What impact did the choice of prior have?
---------------------------------------
The choice of a prior distribution can impact your posterior distribution, especially when you have small datasets. This is precisely what gives many frequentists heartburn about Bayesian analysis. Compare the posterior you got using your Delphi method to derive a prior disytribution with the posterior distribution you would get had you used your "close enough to uninformative" prior you generated earlier in the lab. Are these posteriors different?

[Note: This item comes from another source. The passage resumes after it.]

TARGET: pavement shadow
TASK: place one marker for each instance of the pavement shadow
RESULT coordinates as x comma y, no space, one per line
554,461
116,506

By a little? By a lot? Which is the better method?
**Do the different varieties of Skittles have different numbers in each bag? (a.k.a. dipping our toe in the water of Bayesian inference)**
Now we will have a posterior distribution for the number of Skittles for each variety. We can now ask whether these are "statistically significantly" different? Is that a question we even really ask in a Bayesian analysis?
The place to get started here is to create a derived quantity representing the difference in number between two varieties. Usually, we will do this in the JAGS model itself, so that we calculate the difference immediately after the sample for each variety. This is one of the nicest features of Bayesian modeling (made easy with JAGS), which is that anything downstream of the model we might be interested in, we can compute along the way. If we are interested in **differences**, than we should store the differences in a new variable and when the sampling is complete we have a posterior for that quantity of interest. In this case, we are not doing any MCMC sampling because we have used conjugate priors and therefore have an analytical expression for the posterior. In this case we can simply sample from each of the two posteriors and subtract them to create a posterior for the difference. In class we will discuss the ways in which a Bayesian might intepret that posterior for the difference, i.e. how do we actually do Bayesian inference once the sampling is all done.